Esta vida se debe al temperamento del autor, por cuanto Oseas debió de poseer en grado sumo aquello que los psicólogos modernos llamarían el complejo de la ter­nura y de la adhesión afectuosa, hasta la entrega heroica. A consecuencia de ello, su visión teológica de la vida tiene un peculiar vigor. Cuando, a la vez que a los temas de la tradición poética, atiende a su inspiración característica, Oseas revela co­mo ningún otro autor bíblico el celoso amor de Dios por su criatura, su insacia­ble deseo, su disposición al perdón, a pe­sar de sus amenazadores acentos, y sobre todo su apenas contenida tensión amorosa.

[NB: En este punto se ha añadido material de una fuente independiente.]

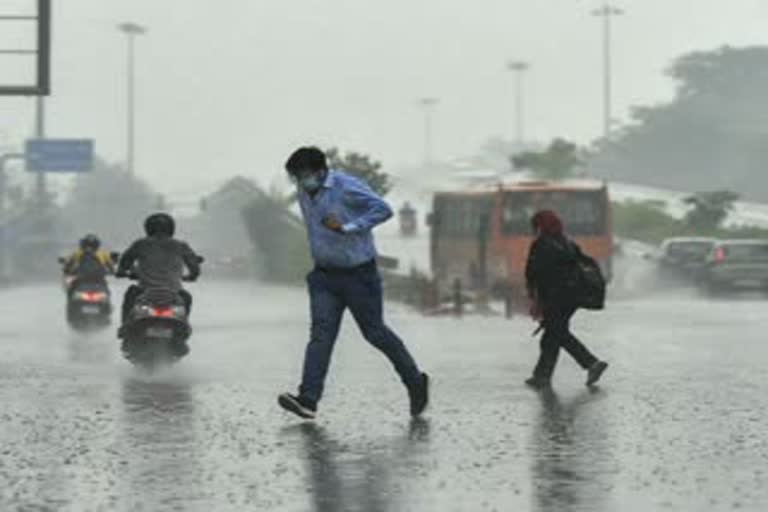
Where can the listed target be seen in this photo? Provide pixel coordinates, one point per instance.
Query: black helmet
(160, 224)
(90, 242)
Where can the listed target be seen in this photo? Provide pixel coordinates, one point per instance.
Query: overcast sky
(232, 86)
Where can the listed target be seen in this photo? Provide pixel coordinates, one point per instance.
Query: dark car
(737, 265)
(684, 259)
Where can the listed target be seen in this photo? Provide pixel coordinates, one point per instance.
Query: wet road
(679, 423)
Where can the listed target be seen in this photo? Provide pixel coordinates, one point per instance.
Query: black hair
(160, 224)
(306, 158)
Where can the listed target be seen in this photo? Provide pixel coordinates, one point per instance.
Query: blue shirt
(358, 208)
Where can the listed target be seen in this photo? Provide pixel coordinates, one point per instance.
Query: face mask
(312, 182)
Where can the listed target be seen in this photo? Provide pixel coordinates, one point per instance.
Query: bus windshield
(584, 212)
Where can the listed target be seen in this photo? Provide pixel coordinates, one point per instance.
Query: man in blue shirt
(339, 211)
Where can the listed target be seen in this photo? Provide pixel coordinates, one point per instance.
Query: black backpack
(585, 283)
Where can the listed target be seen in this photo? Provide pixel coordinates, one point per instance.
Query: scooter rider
(158, 261)
(89, 263)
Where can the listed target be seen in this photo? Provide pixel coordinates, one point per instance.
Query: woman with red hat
(551, 263)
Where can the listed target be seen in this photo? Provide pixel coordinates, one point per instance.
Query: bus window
(583, 211)
(461, 217)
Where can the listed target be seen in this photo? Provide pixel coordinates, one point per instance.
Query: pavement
(677, 424)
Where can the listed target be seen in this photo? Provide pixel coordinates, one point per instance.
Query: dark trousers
(557, 335)
(134, 292)
(331, 292)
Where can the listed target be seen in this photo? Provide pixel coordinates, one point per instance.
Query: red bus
(482, 237)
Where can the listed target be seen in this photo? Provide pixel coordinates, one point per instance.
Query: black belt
(368, 265)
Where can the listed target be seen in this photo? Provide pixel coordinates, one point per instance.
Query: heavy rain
(204, 207)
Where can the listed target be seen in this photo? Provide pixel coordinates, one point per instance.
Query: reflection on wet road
(677, 425)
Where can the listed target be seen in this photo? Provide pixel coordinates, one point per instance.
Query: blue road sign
(59, 155)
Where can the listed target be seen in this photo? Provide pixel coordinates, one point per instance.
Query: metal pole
(607, 92)
(429, 105)
(131, 30)
(130, 143)
(607, 12)
(41, 189)
(519, 68)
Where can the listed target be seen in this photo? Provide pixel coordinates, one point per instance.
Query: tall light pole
(429, 105)
(519, 68)
(607, 12)
(131, 30)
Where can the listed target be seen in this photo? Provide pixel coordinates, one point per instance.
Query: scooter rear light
(720, 255)
(92, 296)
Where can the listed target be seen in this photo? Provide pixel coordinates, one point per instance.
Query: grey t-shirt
(159, 262)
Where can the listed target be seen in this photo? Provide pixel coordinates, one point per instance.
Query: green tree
(709, 209)
(714, 130)
(558, 161)
(362, 166)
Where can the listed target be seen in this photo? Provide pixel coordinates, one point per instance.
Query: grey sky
(231, 86)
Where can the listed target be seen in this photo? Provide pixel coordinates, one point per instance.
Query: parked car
(737, 265)
(684, 259)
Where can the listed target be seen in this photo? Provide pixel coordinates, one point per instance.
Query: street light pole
(41, 191)
(131, 30)
(607, 12)
(428, 104)
(519, 68)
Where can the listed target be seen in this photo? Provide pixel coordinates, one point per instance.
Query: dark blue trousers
(331, 292)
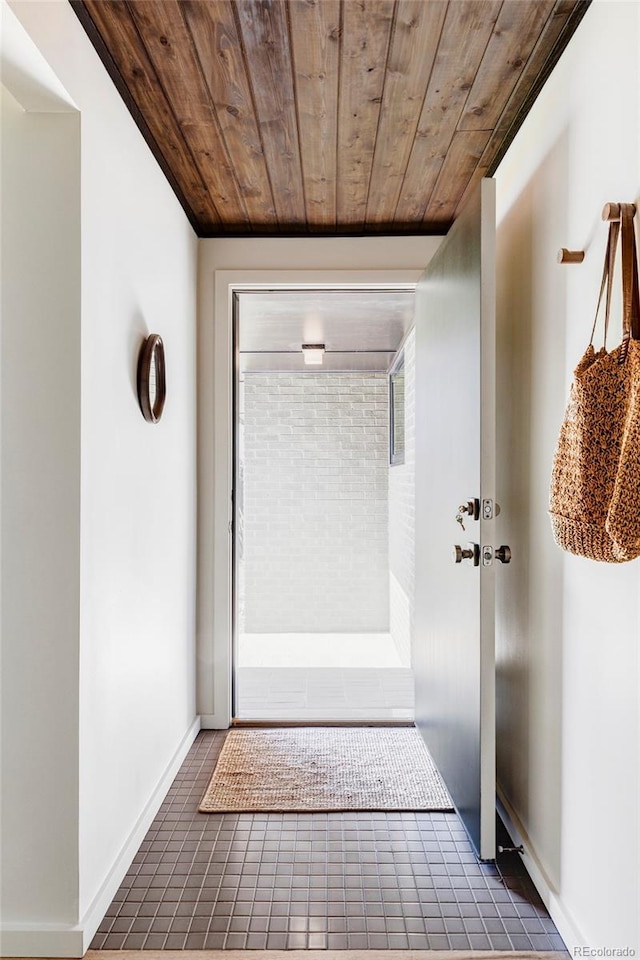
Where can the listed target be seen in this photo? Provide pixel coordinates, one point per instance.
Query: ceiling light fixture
(313, 353)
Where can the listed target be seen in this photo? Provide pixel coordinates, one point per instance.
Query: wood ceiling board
(345, 117)
(517, 30)
(217, 43)
(142, 93)
(416, 33)
(315, 41)
(265, 36)
(366, 32)
(463, 157)
(452, 77)
(171, 51)
(560, 27)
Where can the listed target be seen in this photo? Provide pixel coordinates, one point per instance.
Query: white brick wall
(315, 503)
(402, 522)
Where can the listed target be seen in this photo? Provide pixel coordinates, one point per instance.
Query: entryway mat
(314, 769)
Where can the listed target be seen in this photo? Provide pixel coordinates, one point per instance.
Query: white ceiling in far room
(360, 329)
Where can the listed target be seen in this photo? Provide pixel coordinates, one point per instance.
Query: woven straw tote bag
(595, 482)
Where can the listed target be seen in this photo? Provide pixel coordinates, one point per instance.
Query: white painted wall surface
(315, 503)
(136, 483)
(402, 492)
(40, 600)
(222, 264)
(568, 640)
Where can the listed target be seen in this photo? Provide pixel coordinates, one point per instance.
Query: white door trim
(215, 443)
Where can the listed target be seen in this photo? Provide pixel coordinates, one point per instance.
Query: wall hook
(611, 211)
(570, 256)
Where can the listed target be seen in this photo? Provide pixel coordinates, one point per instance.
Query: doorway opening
(323, 506)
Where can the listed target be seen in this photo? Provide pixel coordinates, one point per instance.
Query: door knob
(471, 551)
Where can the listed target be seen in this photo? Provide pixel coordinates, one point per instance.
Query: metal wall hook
(570, 256)
(611, 211)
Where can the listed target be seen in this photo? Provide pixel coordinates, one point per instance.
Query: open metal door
(456, 560)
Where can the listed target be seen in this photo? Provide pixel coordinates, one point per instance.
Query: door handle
(471, 551)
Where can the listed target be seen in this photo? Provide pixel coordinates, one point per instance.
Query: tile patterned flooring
(315, 881)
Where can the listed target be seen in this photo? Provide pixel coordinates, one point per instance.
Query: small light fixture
(313, 353)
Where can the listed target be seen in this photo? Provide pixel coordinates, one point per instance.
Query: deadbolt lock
(503, 554)
(470, 551)
(471, 508)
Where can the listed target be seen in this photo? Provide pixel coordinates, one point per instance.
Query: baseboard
(566, 925)
(214, 721)
(94, 915)
(40, 940)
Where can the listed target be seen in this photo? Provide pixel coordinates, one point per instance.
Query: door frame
(215, 442)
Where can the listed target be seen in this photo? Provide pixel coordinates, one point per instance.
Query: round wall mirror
(152, 384)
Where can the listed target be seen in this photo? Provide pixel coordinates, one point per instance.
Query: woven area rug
(304, 769)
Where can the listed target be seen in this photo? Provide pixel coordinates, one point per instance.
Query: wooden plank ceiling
(340, 117)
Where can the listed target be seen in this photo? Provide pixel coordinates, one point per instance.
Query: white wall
(315, 503)
(402, 493)
(568, 639)
(40, 517)
(223, 264)
(131, 494)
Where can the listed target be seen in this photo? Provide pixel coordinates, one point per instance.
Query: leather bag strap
(607, 279)
(630, 295)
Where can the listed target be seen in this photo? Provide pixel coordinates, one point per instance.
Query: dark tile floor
(341, 881)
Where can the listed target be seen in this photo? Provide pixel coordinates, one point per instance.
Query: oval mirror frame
(151, 371)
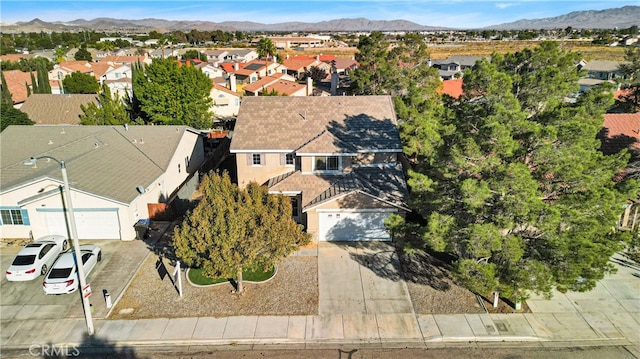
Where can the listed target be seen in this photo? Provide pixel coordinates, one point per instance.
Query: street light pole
(86, 306)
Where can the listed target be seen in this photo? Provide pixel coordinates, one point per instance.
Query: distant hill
(108, 24)
(621, 18)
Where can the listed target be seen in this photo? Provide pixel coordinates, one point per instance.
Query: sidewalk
(380, 330)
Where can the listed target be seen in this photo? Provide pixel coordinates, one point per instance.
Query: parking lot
(26, 300)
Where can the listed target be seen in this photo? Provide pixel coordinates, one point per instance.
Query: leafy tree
(83, 54)
(516, 188)
(631, 71)
(234, 229)
(266, 48)
(110, 110)
(5, 96)
(166, 93)
(77, 82)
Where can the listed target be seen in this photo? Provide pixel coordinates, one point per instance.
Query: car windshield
(59, 273)
(24, 260)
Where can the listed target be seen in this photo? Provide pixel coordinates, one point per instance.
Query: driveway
(360, 278)
(22, 301)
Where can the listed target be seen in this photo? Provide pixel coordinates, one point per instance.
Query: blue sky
(447, 13)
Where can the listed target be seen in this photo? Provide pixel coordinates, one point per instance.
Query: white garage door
(353, 226)
(90, 224)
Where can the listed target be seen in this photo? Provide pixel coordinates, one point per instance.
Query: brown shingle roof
(48, 109)
(365, 123)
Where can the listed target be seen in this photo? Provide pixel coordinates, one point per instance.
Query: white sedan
(62, 277)
(36, 257)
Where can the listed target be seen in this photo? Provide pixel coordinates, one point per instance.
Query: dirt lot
(293, 291)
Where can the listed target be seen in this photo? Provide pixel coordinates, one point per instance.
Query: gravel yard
(293, 291)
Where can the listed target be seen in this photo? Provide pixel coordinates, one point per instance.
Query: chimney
(232, 82)
(309, 86)
(334, 83)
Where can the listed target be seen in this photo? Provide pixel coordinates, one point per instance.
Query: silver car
(35, 258)
(62, 277)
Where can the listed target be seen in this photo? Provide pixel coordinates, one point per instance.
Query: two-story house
(336, 157)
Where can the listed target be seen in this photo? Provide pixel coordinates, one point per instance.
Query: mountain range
(623, 17)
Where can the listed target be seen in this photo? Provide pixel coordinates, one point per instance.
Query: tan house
(57, 109)
(118, 175)
(336, 157)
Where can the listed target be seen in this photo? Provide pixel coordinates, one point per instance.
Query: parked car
(36, 257)
(62, 277)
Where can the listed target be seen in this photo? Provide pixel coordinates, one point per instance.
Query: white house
(116, 174)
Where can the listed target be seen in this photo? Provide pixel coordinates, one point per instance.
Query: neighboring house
(336, 157)
(241, 55)
(452, 88)
(454, 66)
(297, 66)
(294, 42)
(256, 88)
(226, 102)
(343, 66)
(49, 109)
(216, 57)
(210, 70)
(598, 72)
(95, 69)
(17, 82)
(119, 81)
(117, 175)
(620, 131)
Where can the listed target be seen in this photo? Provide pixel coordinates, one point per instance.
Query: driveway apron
(360, 278)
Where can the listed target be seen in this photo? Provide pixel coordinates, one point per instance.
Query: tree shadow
(90, 347)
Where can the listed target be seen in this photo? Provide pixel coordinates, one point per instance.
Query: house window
(327, 163)
(288, 159)
(12, 216)
(294, 207)
(255, 159)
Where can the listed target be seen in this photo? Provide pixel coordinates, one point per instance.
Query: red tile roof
(620, 130)
(452, 88)
(16, 81)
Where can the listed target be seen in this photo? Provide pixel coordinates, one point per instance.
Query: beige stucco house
(116, 173)
(336, 157)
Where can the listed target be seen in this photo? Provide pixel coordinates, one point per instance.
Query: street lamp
(86, 307)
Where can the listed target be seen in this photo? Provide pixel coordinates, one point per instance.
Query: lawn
(259, 275)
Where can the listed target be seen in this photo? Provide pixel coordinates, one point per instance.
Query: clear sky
(447, 13)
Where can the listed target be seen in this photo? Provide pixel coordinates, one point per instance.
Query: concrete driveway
(360, 278)
(22, 301)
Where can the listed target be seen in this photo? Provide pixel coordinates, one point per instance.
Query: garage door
(353, 226)
(94, 224)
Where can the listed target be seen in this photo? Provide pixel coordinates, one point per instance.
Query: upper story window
(256, 159)
(289, 159)
(327, 163)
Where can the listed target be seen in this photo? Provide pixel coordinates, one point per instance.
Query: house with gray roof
(57, 109)
(336, 157)
(117, 174)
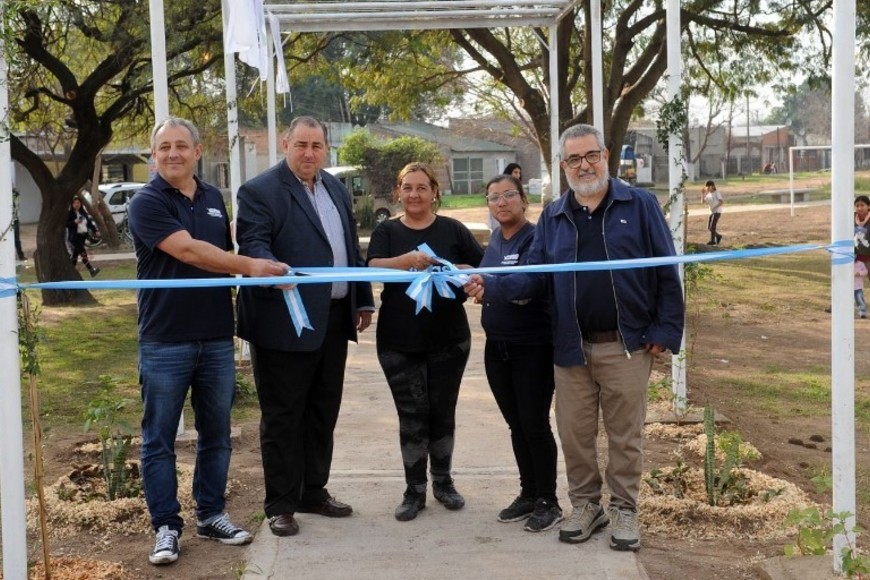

A Oseas se debe la imagen en que Dios reprocha a su ingrato hijo Israel el haberlo llevado en brazos como una madre, haberlo criado, haberle enseñado los primeros pa­sos y haberle sostenido los andadores, como un tierno padre, para no hallar en él más que ingratitud e infidelidad. Tal vez al principio de su carrera profética aconteció realmente aquello que se narra en los ca­pítulos I a III del libro, y Oseas se casó con una mujer «de fornicación», o tal vez ésta se reveló tal en el momento del ma­trimonio, o quizás ulteriormente, al incurrir en infidelidad. Y tales experiencias amargas dieron pie a Oseas para meditar y com­prender el misterio de la infidelidad hacia Dios y del amor perdidamente celoso que, a pesar de todo, Dios siente por el hombre.

También pueden interpretarse simbólica­mente los hijos, a los cuales se imponen nombres que indican una idea religiosa encarnada en ellos. De aquí las imágenes del amor de Dios como amor de hombre y mujer (cap. II) y de padre e hijos (cap. XI), y las alusiones a la infidelidad y a la ingratitud, que, referidas a los aconteci­mientos reales de la época, hallan una concretización convincente y a menudo dramática.

De tal modo Oseas encarna, en su vida y en sus escritos, la personalidad propia del místico, que de las relaciones humanas — incluyendo entre ellas las pro­pias relaciones matrimoniales — toma pie para crear imágenes y motivos que nos hacen remontarnos al primer Amor. Los grandes místicos de la Edad Media cris­tiana no serán muy distintos, por su len­guaje ni por sus ardores afectivos, de este profeta, totalmente penetrado y absorbido por la exigencia insaciable del amor divino.